Davacı Ş.. Ö.., kendisine ait taşınmazın orman parseli içinde kaldığı iddiasıyla, taşınmazın kendi adına tescili istemiyle dava açmıştır.
Mahkemece davanın kabulüne, fen bilirkişilerince hazırlanan ekli krokide (A) harfi ile gösterilen 103 ada 1 parsel içinde kalan 1884,06 m2’lik kısmın Ş.. Ö.. adına fındık bahçesi vasfı ile tapuya kayıt ve tesciline karar verilmiş, hüküm davalı Orman Yönetimi ve davalı Hazine vekilleri tarafından temyiz edilmiştir.
Dava dilekçesindeki açıklamaya göre dava, orman kadastrosuna itiraza ilişkindir.
Çekişmeli taşınmazın bulunduğu yerde, 3402 sayılı Kanunun 5304 sayılı Kanun ile değişik 4. maddesi hükümlerine göre yapılıp 07/06/2011 – 06/07/2011 tarihleri arasında ilân edilen orman kadastrosu vardır.

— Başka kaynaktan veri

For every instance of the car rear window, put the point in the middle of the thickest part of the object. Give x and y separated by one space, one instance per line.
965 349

Mahkemece verilen karar, usûl ve kanuna aykırıdır. Şöyle ki, kadastro mahkemesinin görevi, kadastro tutanağının tanzimi tarihinden tutanağın kesinleşmesine kadar geçecek zaman içindeki itiraz ve davalar için söz konusudur. Başka bir anlatımla; 3402 sayılı Kadastro Kanununun 26. maddesinin 4. fıkrasına göre, kadastro mahkemesinin yetkisi, kadastro tutanağının düzenlendiği günde başlar. Hakkında tutanak düzenlenmeyen veya düzenlenmiş olup kesinleşen taşınmazlarla ilgili iddiaların (davaların) genel mahkemede görülmesi gerekir. Tutanak kesinleştikten sonra kadastro mahkemesinin görevi sona erer. Mahkemelerin görevi kamu düzenine ilişkin olup, yargılamanın her aşamasında re’sen gözetilmesi de zorunludur.

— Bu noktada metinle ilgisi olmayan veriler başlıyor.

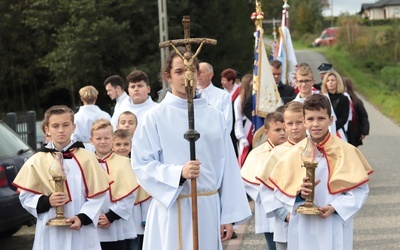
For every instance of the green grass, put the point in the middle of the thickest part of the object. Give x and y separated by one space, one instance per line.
366 83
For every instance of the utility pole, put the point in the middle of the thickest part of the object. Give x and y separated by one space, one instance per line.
163 27
331 13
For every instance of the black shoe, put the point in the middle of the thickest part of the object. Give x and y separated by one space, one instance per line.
234 235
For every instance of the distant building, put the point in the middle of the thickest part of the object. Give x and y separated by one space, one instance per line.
382 9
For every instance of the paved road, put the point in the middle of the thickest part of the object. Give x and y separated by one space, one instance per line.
377 225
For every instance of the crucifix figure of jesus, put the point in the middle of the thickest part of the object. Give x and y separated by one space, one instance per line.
191 135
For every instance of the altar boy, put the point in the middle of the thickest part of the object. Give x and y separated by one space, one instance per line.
341 184
84 189
116 224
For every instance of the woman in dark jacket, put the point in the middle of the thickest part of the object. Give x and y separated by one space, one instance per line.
333 88
359 126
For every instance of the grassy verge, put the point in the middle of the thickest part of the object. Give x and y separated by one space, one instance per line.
368 84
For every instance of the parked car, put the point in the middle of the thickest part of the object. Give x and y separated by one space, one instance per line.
13 153
327 37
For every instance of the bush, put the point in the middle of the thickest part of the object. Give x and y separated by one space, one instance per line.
390 76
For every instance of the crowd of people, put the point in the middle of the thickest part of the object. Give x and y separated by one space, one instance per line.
128 184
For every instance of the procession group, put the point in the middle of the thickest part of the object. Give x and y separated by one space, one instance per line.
128 180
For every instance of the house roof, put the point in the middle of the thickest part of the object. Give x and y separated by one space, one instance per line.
379 4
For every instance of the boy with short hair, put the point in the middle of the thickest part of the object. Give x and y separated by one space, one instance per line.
304 83
294 126
122 142
342 174
116 223
276 135
139 90
84 189
128 121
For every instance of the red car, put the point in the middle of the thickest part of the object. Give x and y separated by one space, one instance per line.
327 37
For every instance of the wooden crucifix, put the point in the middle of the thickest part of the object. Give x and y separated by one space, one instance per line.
191 135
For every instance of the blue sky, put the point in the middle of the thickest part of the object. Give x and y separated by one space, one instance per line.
342 6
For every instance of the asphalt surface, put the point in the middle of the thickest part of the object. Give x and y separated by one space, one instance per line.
377 225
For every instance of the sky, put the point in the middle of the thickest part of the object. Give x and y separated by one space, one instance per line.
342 6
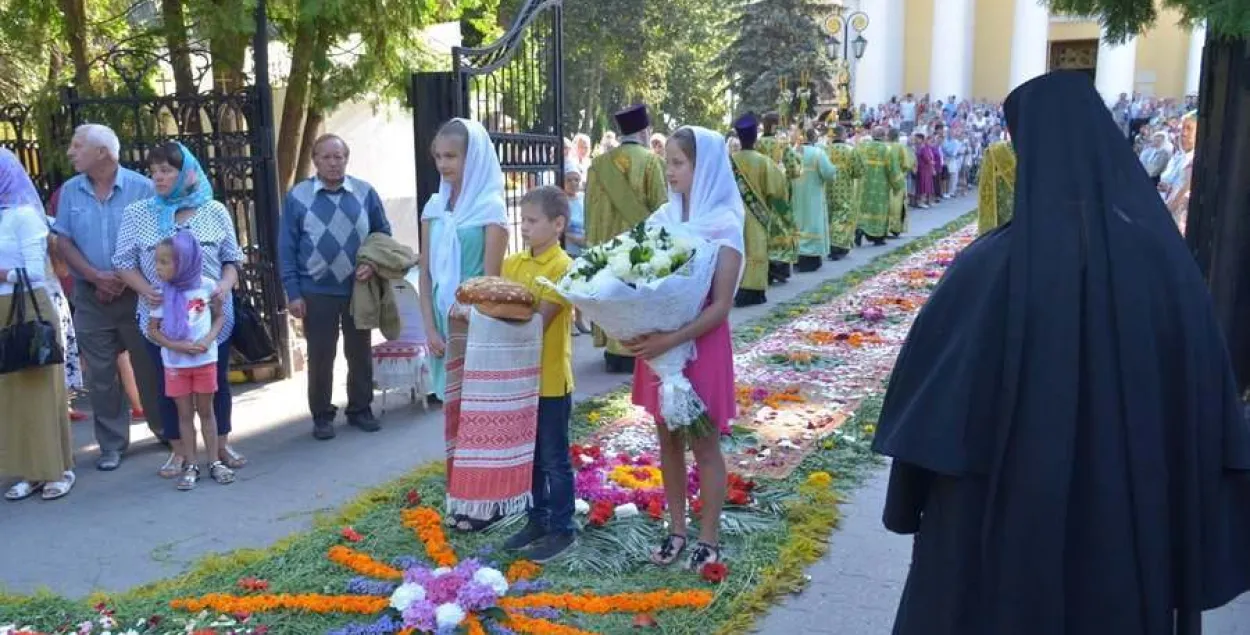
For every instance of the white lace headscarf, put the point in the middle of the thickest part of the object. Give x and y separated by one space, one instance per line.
716 211
480 203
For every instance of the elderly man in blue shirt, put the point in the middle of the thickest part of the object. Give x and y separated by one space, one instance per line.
88 216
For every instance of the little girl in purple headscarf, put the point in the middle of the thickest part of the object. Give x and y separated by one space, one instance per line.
186 326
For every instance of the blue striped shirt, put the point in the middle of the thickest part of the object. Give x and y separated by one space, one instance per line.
93 224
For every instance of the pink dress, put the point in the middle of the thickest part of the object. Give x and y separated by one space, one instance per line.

Somut olayda, çekişmeli taşınmazın bulunduğu yörede, 3402 sayılı Kanunun 4. maddesine göre yapılan çalışmalar 07/06/2011 – 06/07/2011 tarihleri arasında ilân edildiği eldeki davanın ise 30 günlük süre geçtikten sonra 06/08/2011 tarihinde açıldığı anlaşılmaktadır. Kadastro tesbitinin kesinleşmesinden sonra açılacak davalara kadastro mahkemesinde bakılmaz. Mahkemece bu yön gözetilerek, görevi kapsamında kalmayan davada görevsizlik kararı verilmesi gerekirken, davanın esası hakkında karar verilmesi doğru değildir.
SONUÇ: Yukarıda açıklanan nedenlerle; davalılar Orman Yönetimi ve Hazine’nin temyiz itirazlarının kabulü ile hükmün BOZULMASINA, temyiz harcının istek halinde iadesine 23/06/2014 günü oy birliği ile karar verildi.